Companies that deal with personal security and paramilitary training are even less keen to appear in the press. According to reports, some of these firms are run by former senior Israel Defense Force and Shin Bet officers who have trained mercenaries, including even the private armies of Colombian drug lords.

Besides the Sept. 11 attacks, the wave of anthrax-tainted letters being spread in the American mail has also sown the fear of biological and chemical attack.

One Israeli company, Nufar High Tech, immediately began marketing “security rooms,” which it claims can withstand the anthrax microbe and other biological and chemical attacks for several days.

“They can be set up on a home’s patio,” one of their advertisements said. “And during peacetime they can be used as an office or guest room.”

The company said it hopes to sell the shelters – costing about $40,000 each – in the United States, where it said no existing security rooms are being produced.

Another area where Israeli firms are increasing their sales is in medical response to biological and chemical attacks.

Dexon, a privately owned pharmaceutical company, is producing 24 million tablets of various medicines daily, and is currently supplying the United States with Doxycycline for treatment of anthrax. Dan Oren, chief executive of Dexon, estimates this year’s sales will increase from $56 million to $70 million, and will reach $200 million by 2005.

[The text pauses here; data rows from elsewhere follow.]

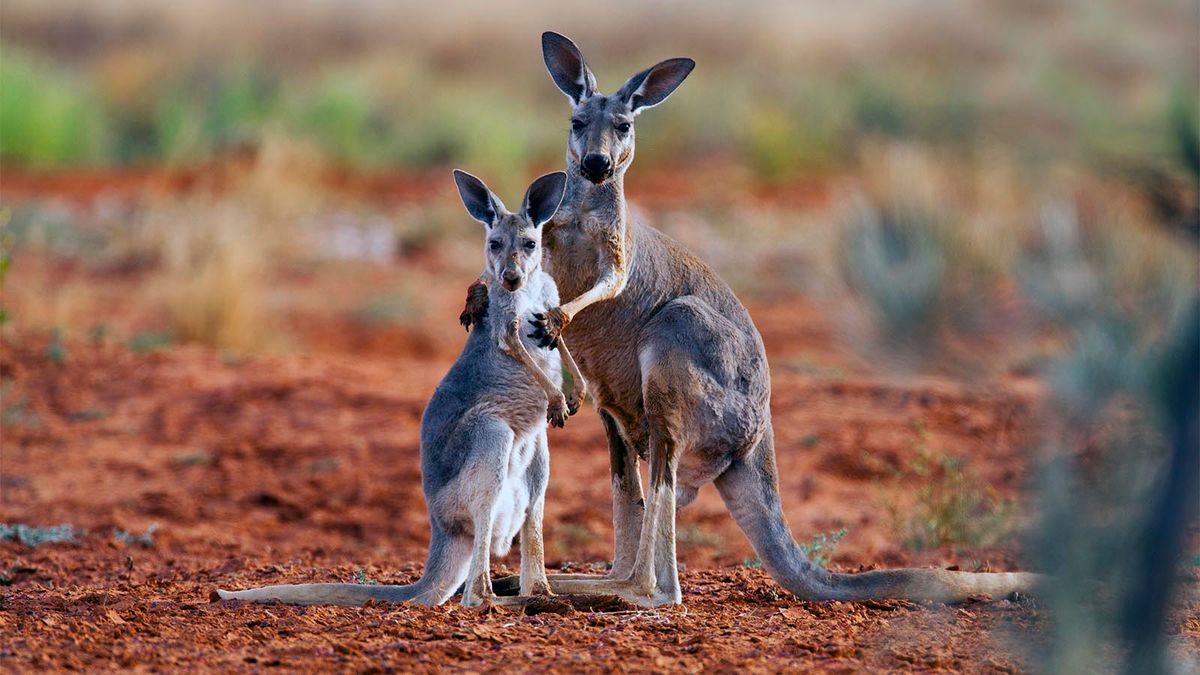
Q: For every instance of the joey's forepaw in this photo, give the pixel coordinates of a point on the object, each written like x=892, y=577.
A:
x=475, y=306
x=575, y=400
x=557, y=413
x=549, y=327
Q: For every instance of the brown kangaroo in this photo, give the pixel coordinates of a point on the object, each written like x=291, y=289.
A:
x=677, y=369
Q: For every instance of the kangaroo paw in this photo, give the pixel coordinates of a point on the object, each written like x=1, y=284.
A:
x=549, y=327
x=475, y=306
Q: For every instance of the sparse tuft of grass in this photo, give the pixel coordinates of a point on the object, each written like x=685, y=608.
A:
x=151, y=341
x=360, y=577
x=144, y=539
x=15, y=412
x=37, y=536
x=820, y=548
x=48, y=117
x=952, y=507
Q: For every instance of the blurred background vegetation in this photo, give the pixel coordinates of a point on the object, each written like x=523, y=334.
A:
x=984, y=189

The manager of one security company, who requested anonymity, said there are several areas in which other countries could benefit from Israel’s products and expertise. But he warns that directors of Israeli companies should not think they are the only ones who can supply adequate security products to the rest of the world.

“There are certain items [for which] Israel can find a niche, but there are many instances where similar items available in America are better,” he said. For example, Israel is not as experienced at producing electro and magnetic sensors, and fences and closed-circuit TV systems are also cheaper in the United States.

According to this manager, who has a rich resume in representing Israeli security industries, Israel is competitive in the fields of ground radar, night vision and night cameras, and night-vision products.

He also believes that the country’s rich experience in training security guards and anti-terror combatants is certainly an area where foreigners look up to Israel.

“We can think in the mind of the terrorists, and in this matter our experience is very important,” said the manager, a former air marshal for El Al. “Foreign bodyguards don’t learn how to deal with bombs. It isn’t like McGyver [the American TV hero] trying to remember if it is the blue or the green wire to cut. Here our training for bodyguards includes learning how to really deal with bombs.”

Still, some in the security profession here fear that any hysteria-sparked potential profits may wane once Osama bin Laden and al-Qaida is eliminated. So Israeli businesses are looking ahead to see how they can find their place in the post-Sept. 11 security business world.

Bill Hutman, head of Armor Group’s Middle East division based in Nicosia, Cyprus, said all indications show that security awareness will not drop over time – quite the contrary.

“The security world will never be the same,” said Hutman, whose company provides solutions for global security risks and business intelligence. “Prior to Sept. 11, the issue of security for many companies was not a priority. Now most international companies are making it a higher priority, even those who deal solely in Europe or the United States.